Link parasites create links that aim to aid only one side of the link, and manufactured blog comment links tend to drag down the reputation of their hosting blog.

Hacking the search engines with manufactured links is nothing new. Political parities, activist groups, marketing firms, and artists all do it all the time both in the real and the virtual world.

Should one of these link hackers chooses to manufacture a thousand links from art doll blogs to my site, hence slandering my site as being a high quality art doll site, then there isn’t much I can do about that.

But I can complain to the art doll blog
owners, and in turn I can complain about the blog authoring tools that enabled it.

The blog comment mechanisms are a dish of agar for bad actors to manufacture bad links the same way that Microsoft’s mail programs. Just as Microsoft Outlook is a platform for mail virus the blog comment system is a platform for link parasites. That’s a sin!

The good news is that link parasites damage the reputation of the hosting site. Good news? Yes, because it creates an incentive to get the problem resolved. Bad links mislead the search engines. They make the comment pages almost impossible to assign a usable reputation to, and that bleds over to the rest of the site.

The site owner desires a means to protect his reputation and the search engine wants a hint how to treat the links it finds.

A simple solution is to mark the link using attributes in the link. “Please consider this link to be the responsibility of an unknown third party.

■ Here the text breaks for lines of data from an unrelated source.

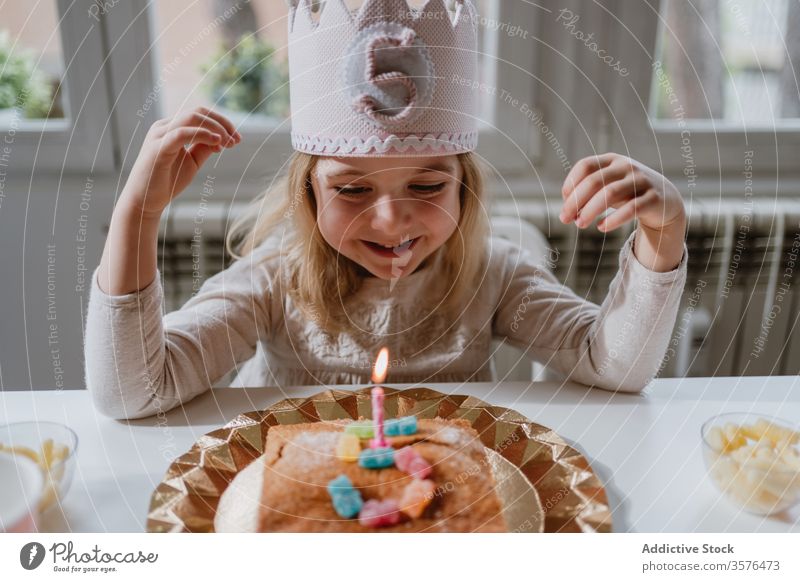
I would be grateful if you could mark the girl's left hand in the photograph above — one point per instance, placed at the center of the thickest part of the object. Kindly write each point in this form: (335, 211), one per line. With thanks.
(635, 191)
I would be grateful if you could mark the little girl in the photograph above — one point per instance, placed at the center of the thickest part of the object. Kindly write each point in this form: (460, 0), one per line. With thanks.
(376, 235)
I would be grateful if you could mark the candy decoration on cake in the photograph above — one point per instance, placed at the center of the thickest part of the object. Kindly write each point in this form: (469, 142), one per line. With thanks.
(363, 429)
(411, 462)
(346, 499)
(376, 458)
(417, 495)
(404, 426)
(348, 448)
(379, 513)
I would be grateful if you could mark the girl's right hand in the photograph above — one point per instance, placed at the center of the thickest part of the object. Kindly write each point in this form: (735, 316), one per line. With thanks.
(172, 153)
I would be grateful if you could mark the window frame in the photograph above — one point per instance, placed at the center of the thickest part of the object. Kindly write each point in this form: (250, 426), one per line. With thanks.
(718, 149)
(58, 146)
(265, 147)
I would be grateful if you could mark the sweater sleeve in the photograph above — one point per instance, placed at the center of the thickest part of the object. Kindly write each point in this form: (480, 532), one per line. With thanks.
(139, 363)
(618, 345)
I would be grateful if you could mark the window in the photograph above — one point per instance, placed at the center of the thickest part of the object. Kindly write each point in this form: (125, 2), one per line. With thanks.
(31, 64)
(209, 53)
(711, 91)
(746, 75)
(53, 99)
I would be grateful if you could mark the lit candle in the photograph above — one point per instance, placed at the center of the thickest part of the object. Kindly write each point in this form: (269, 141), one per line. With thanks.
(378, 376)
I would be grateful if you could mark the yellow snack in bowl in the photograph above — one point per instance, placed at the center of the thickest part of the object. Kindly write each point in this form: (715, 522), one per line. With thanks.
(50, 454)
(757, 465)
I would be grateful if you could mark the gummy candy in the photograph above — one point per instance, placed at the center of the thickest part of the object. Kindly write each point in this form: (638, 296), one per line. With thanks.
(376, 513)
(379, 458)
(363, 429)
(404, 426)
(417, 495)
(410, 461)
(348, 448)
(346, 500)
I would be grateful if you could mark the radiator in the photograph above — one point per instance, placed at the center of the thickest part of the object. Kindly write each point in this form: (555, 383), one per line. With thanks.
(740, 308)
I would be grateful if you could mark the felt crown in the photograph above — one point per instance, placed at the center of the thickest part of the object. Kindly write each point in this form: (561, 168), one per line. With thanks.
(383, 81)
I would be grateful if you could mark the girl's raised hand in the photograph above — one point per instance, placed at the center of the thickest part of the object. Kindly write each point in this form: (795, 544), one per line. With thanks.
(635, 191)
(172, 153)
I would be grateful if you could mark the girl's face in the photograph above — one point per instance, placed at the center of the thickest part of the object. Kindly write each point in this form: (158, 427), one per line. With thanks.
(387, 214)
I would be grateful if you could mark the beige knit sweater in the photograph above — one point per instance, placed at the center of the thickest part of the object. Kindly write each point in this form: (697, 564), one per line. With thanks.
(140, 362)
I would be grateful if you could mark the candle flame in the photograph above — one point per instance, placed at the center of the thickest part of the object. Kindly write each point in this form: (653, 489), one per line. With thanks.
(381, 365)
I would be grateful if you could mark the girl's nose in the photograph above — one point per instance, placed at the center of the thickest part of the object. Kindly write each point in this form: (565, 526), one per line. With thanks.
(391, 215)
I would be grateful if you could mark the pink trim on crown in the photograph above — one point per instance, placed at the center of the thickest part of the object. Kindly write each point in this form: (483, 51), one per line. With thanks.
(443, 144)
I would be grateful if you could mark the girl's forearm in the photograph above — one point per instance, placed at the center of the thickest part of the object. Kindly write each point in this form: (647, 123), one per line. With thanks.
(129, 257)
(660, 250)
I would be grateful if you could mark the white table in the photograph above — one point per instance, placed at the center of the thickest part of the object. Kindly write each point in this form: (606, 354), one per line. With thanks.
(645, 448)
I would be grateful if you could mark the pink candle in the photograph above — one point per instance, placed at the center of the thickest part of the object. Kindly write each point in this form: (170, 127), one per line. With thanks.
(378, 376)
(377, 418)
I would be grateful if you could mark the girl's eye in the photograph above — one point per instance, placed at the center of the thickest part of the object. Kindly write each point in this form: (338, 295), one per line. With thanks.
(428, 188)
(353, 191)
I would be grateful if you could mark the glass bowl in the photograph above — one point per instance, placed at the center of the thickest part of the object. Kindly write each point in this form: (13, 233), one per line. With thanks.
(754, 460)
(52, 446)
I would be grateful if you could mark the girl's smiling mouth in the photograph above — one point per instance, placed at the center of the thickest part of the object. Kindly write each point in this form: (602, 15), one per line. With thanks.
(388, 251)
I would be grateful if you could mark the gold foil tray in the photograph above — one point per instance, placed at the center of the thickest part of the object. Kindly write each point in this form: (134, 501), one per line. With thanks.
(570, 496)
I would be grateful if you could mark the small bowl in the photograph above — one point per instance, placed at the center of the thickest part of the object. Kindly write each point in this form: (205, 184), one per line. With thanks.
(37, 440)
(20, 493)
(763, 482)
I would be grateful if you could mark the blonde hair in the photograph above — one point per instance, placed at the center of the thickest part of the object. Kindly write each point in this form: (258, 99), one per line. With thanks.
(317, 272)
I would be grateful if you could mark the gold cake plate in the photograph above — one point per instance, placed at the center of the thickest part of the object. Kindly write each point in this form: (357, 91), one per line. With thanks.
(544, 484)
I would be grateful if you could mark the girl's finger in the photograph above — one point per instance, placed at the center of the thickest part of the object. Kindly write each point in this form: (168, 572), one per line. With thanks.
(188, 136)
(582, 169)
(628, 211)
(197, 119)
(200, 152)
(587, 188)
(611, 195)
(222, 120)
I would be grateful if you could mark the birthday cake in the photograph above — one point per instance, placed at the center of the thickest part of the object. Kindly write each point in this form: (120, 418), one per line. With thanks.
(420, 476)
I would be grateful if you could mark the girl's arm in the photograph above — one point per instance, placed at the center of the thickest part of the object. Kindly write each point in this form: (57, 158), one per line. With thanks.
(172, 153)
(138, 363)
(620, 344)
(631, 191)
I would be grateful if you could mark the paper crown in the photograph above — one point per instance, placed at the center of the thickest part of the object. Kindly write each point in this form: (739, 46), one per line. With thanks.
(383, 81)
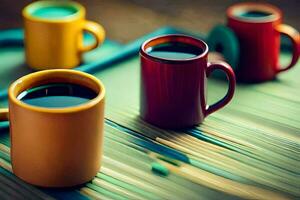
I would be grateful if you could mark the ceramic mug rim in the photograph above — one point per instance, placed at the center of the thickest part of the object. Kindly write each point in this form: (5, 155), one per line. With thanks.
(67, 76)
(174, 38)
(234, 10)
(29, 9)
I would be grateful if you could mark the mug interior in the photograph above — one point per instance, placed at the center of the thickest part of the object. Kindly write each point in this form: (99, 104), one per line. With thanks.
(53, 10)
(174, 48)
(56, 89)
(254, 12)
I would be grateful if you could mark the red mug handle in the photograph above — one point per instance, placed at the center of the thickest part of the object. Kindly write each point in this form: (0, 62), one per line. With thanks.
(231, 79)
(293, 35)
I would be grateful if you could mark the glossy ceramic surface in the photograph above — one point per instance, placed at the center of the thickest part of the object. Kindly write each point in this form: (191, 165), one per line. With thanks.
(57, 42)
(56, 147)
(259, 39)
(173, 91)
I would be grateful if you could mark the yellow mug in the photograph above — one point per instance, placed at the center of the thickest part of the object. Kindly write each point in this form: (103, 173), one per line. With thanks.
(55, 146)
(54, 34)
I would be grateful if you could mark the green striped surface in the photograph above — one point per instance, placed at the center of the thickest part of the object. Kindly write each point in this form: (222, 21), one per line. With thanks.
(250, 149)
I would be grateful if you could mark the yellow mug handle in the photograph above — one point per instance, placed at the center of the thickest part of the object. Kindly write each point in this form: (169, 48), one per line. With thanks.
(3, 114)
(97, 31)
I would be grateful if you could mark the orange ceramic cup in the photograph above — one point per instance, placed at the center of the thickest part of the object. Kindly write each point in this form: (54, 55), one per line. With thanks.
(56, 147)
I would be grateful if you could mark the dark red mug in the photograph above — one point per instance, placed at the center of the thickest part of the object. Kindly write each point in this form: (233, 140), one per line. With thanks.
(173, 91)
(258, 27)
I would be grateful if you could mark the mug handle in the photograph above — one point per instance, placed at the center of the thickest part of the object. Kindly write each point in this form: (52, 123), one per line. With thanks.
(3, 114)
(231, 79)
(97, 31)
(293, 35)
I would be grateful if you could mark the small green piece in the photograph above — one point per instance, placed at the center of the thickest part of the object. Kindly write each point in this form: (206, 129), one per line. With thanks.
(159, 169)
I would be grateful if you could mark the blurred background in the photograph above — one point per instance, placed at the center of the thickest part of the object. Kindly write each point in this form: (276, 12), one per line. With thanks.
(125, 20)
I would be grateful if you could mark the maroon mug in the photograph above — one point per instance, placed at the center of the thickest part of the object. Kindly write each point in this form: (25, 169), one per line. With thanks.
(173, 90)
(258, 27)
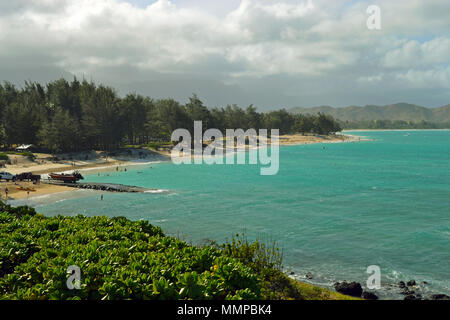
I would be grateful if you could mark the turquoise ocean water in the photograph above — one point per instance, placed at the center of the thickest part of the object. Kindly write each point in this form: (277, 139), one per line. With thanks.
(334, 209)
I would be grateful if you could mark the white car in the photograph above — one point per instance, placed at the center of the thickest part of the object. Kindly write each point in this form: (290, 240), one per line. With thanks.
(7, 176)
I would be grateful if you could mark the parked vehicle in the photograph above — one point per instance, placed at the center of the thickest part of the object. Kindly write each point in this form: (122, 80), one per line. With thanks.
(28, 176)
(65, 177)
(7, 176)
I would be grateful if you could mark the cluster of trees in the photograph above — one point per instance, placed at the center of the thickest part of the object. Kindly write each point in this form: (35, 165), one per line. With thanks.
(72, 116)
(396, 124)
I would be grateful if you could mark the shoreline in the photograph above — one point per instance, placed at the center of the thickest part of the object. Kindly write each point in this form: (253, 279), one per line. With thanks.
(46, 167)
(374, 130)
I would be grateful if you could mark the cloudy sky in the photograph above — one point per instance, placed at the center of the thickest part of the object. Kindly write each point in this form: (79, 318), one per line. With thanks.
(270, 53)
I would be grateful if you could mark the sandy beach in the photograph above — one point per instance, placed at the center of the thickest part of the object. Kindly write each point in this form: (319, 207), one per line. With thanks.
(97, 161)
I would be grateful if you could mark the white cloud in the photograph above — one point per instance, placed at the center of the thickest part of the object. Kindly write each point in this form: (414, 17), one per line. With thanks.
(302, 42)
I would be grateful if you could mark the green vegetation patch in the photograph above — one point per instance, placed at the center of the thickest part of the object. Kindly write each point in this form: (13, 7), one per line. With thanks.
(118, 258)
(123, 259)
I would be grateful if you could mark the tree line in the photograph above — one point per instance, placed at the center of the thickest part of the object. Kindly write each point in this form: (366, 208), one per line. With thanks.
(393, 124)
(68, 116)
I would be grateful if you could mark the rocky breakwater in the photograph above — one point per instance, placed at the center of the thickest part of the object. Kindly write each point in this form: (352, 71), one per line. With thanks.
(108, 187)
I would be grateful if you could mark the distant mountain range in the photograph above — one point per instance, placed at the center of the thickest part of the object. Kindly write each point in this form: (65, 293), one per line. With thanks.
(399, 111)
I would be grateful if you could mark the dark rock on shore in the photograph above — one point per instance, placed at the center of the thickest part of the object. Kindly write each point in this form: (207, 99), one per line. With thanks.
(353, 289)
(406, 291)
(369, 296)
(413, 297)
(439, 297)
(411, 283)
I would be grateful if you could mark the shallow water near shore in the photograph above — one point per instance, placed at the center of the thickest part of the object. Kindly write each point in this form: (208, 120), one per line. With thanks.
(334, 209)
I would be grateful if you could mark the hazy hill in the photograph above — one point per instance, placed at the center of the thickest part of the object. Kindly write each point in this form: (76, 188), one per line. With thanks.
(398, 111)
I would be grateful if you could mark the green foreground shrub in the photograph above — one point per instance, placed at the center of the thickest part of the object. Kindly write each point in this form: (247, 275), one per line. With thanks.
(123, 259)
(118, 258)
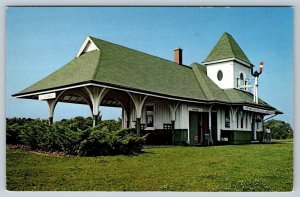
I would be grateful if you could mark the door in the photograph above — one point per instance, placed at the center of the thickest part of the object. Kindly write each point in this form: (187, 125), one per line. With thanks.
(214, 126)
(198, 127)
(193, 127)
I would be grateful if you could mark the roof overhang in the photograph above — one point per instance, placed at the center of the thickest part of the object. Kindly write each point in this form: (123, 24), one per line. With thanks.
(249, 106)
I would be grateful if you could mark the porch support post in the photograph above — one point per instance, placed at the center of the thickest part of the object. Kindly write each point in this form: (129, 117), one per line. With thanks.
(255, 128)
(173, 131)
(138, 101)
(52, 104)
(96, 95)
(138, 126)
(173, 107)
(209, 124)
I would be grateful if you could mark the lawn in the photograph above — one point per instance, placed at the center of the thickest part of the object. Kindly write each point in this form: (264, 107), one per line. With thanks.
(259, 167)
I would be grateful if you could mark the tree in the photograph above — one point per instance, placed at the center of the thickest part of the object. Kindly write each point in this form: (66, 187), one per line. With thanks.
(279, 129)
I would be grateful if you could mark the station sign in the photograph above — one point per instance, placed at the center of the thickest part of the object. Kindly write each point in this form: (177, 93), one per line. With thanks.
(254, 109)
(47, 96)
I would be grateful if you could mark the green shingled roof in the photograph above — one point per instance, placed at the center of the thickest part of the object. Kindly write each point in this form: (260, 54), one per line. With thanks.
(120, 66)
(225, 48)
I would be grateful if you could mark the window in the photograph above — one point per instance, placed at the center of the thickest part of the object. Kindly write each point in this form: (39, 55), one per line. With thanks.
(227, 118)
(149, 115)
(220, 75)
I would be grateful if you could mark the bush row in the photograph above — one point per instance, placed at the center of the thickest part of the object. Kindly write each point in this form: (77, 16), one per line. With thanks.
(75, 137)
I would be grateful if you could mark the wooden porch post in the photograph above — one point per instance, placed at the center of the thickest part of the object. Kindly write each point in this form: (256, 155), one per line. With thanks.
(173, 107)
(138, 101)
(96, 95)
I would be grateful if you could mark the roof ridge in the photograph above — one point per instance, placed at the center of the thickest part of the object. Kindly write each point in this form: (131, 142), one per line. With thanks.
(230, 43)
(134, 50)
(98, 65)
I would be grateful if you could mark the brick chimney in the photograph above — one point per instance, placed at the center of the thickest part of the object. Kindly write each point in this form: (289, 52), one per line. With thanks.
(178, 56)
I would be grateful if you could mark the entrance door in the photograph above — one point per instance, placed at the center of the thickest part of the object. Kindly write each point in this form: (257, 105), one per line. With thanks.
(198, 127)
(214, 126)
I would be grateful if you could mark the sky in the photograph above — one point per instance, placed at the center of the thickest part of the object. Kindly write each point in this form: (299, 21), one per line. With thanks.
(39, 40)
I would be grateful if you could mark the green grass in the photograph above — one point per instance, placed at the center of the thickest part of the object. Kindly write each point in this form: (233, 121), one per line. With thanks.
(260, 167)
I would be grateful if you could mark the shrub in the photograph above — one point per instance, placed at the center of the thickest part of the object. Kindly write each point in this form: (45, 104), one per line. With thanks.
(74, 136)
(102, 141)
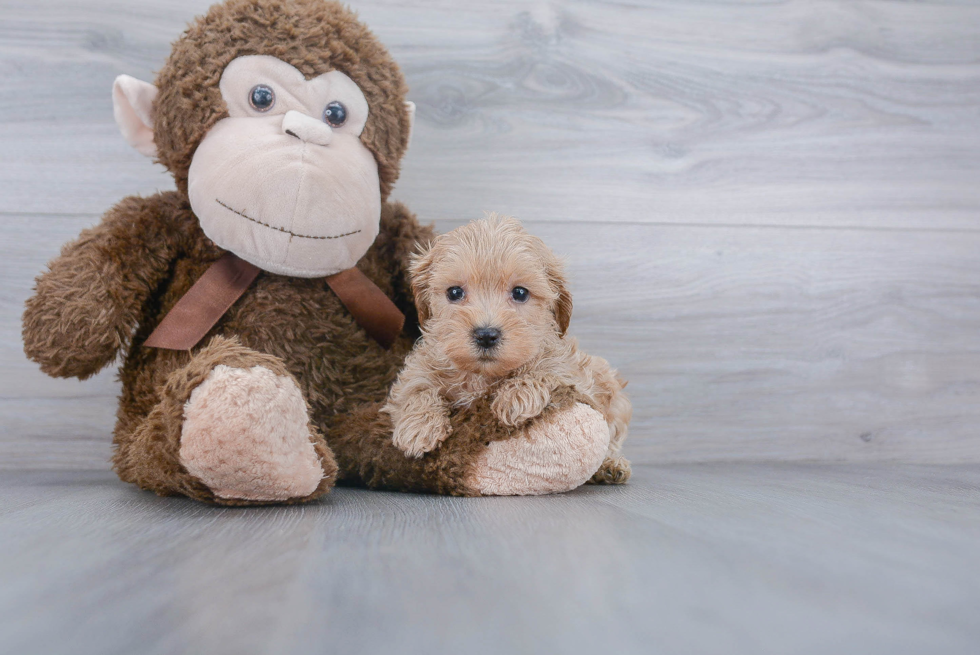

Your’s sincerely: site owner”

A site authoring tool that fails to do this is doing a disservice both to the public good of the web and to the reputation of the site author. Bad tool!

It has long been a fantasy by hypertext geeks that links would have bundles of meta-data on them. Today you can annotate a link to indicate that following it will take you to the “next page” and most browsers have a keystroke equivalent that will follow that link. This is rarely used for the usual reasons a standard fails to get adopted, i.e. the chicken and egg problem. Chicken: why learn the next-page keystroke if nobody annotates their pages. Egg: why bother to annotate if nobody knows the keystroke.

It seems hopeful that both the search engine and the blog authoring tool have their incentives line up. If they both adopt the standard then the link parasites will have to find someplace else to play their games.

Additionally it appears that we have some hope that mechanism to help is already there, say by adding something like author=”unknown-3rd-party” to the links in comments.

I think it’s neat that while historically putting meta-data onto links hasn’t created much return on the investment in this situation the benefit flows right back to the site author. Now he can defend his reputation and the authoring tools gets to avoid being bad.

If this was a discussion at an international industrial standards body then we would call this annotation a ‘pedigree’ and we would want to use something like SAML to create the assertion. That starts to drag us into the whole identity rat hole, among others.

So while we wait for those guys to get back from their meetings maybe we could just start putting author=”unknown” into blog comment links. If a handful of the big blogging tools and one or two of the search engine leaders indicated that they would get with the program the problem would be solved.

This problem goes by many names in the real world: astroturf, whisper campaign, etc. and you can hire firms to dis-intermediate the bad acting for you. Of course for others it’s just called mobilizing your base.

So! Anybody who’s got this far I want to encourage you to link to this art doll site. It will accrue to your reputation, I’m sure!